I generated my public/private key pair using

ssh-keygen -t rsa -b 2048 -v

and then needed a .pem file and followed this https://serverfault.com/questions/706336/how-to-get-a-pem-file-from-ssh-key-pair

ssh-keygen -f id_rsa -e -m pem   

but then i found this https://gist.github.com/mingfang/4aba327add0807fa5e7f

openssl rsa -in ~/.ssh/id_rsa -outform pem

why is the output different?

2 Answers 2


That's how they are written; OpenSSH emits the public key material via a PEM_write_RSAPublicKey(stdout, k->rsa) call in the do_convert_to_pem function of ssh-keygen.c, while OpenSSL operates instead on the given private key.

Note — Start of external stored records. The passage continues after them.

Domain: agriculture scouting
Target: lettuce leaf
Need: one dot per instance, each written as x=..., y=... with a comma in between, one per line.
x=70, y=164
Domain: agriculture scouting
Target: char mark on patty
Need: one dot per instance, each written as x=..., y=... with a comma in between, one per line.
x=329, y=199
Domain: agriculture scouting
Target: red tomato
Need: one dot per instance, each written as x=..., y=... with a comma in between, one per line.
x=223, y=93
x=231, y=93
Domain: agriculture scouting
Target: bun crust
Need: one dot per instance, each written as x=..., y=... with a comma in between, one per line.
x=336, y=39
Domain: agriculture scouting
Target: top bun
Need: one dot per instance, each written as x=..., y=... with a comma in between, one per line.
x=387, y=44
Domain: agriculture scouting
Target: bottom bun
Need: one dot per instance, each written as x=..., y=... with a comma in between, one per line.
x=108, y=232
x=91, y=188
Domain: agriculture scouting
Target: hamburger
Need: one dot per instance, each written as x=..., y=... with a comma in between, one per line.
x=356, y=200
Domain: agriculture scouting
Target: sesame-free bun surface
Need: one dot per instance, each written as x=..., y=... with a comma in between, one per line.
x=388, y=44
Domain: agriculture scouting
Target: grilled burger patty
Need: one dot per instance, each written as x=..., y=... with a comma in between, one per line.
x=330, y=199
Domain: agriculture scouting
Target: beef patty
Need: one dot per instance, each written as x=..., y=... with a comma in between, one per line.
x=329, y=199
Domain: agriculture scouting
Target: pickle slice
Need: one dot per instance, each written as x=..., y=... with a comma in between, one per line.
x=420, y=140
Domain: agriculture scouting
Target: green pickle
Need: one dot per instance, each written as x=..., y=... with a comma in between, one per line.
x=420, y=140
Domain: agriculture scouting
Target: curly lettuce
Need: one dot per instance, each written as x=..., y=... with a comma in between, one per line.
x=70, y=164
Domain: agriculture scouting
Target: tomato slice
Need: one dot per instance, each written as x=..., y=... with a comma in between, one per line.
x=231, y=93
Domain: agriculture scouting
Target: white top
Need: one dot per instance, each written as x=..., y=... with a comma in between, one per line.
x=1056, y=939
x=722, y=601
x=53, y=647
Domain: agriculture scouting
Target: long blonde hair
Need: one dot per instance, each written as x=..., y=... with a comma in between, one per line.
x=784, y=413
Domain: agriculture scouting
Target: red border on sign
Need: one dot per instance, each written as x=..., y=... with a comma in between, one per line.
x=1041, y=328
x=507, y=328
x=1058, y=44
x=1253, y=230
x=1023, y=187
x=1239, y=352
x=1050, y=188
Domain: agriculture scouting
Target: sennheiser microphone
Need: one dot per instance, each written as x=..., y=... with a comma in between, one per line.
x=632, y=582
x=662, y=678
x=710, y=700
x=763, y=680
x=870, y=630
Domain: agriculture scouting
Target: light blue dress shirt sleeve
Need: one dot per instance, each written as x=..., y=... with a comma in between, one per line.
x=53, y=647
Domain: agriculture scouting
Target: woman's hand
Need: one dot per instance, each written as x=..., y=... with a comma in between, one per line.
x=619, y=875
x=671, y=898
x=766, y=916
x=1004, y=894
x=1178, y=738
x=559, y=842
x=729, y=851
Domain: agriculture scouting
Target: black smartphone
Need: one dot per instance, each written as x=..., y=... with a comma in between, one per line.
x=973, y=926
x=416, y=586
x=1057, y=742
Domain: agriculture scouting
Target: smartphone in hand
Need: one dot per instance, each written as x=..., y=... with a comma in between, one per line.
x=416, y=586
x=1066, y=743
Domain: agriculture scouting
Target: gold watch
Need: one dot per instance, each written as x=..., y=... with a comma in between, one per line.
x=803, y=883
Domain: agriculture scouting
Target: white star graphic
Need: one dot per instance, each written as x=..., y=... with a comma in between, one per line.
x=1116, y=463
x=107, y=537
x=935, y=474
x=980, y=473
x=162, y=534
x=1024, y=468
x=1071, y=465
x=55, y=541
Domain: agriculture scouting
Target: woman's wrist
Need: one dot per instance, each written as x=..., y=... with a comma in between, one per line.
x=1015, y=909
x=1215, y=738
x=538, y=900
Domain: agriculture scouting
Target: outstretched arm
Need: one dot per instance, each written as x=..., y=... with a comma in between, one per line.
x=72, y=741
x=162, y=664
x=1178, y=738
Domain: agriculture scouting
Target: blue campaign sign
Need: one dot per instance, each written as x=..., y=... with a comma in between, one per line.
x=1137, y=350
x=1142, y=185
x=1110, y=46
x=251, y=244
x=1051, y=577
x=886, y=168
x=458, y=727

With OpenSSH, I'd imagine that the majority of cases would be to convert the public key into a form usable on some foreign server, with the private key remaining private on the client system, so operating on the public key of the keypair makes sense. With OpenSSL, there is no "get a public key into a form suitable for some other SSH server" concern, so that code operates directly on the private key. Different code, different intentions, different results.

  • uhm, I really don't understand this answer fully, namely it seems to me, that it does not answer the question at all. From what I understand, both transform commands get PRIVATE KEY as a input, and while second command should change this PRIVATE key to pem format, the first command returns PUBLIC key (-e flag). So that's the main difference IIUC. And the second command need to to work at all, as openssl reguses to work with openssh keys, producing: "unable to load Private Key". Nevertheless, these certificates stuff is in immense mess extremely poorly documented(considering it's crypto area) Commented Nov 12, 2019 at 10:43

For the openssl rsa command, you need the -pubout flag to output the public key instead of the private key. To output it as an RSA public key (the way ssh-keygen -e does), use the -RSAPublicKey_out flag instead:

openssl rsa -in id_rsa -outform PEM -RSAPublicKey_out

This gives the same output as

ssh-keygen -e -f id_rsa -m pem

The openssl command only works for me if my original ssh-keygen command to create the keys included the -m PKCS8 flag.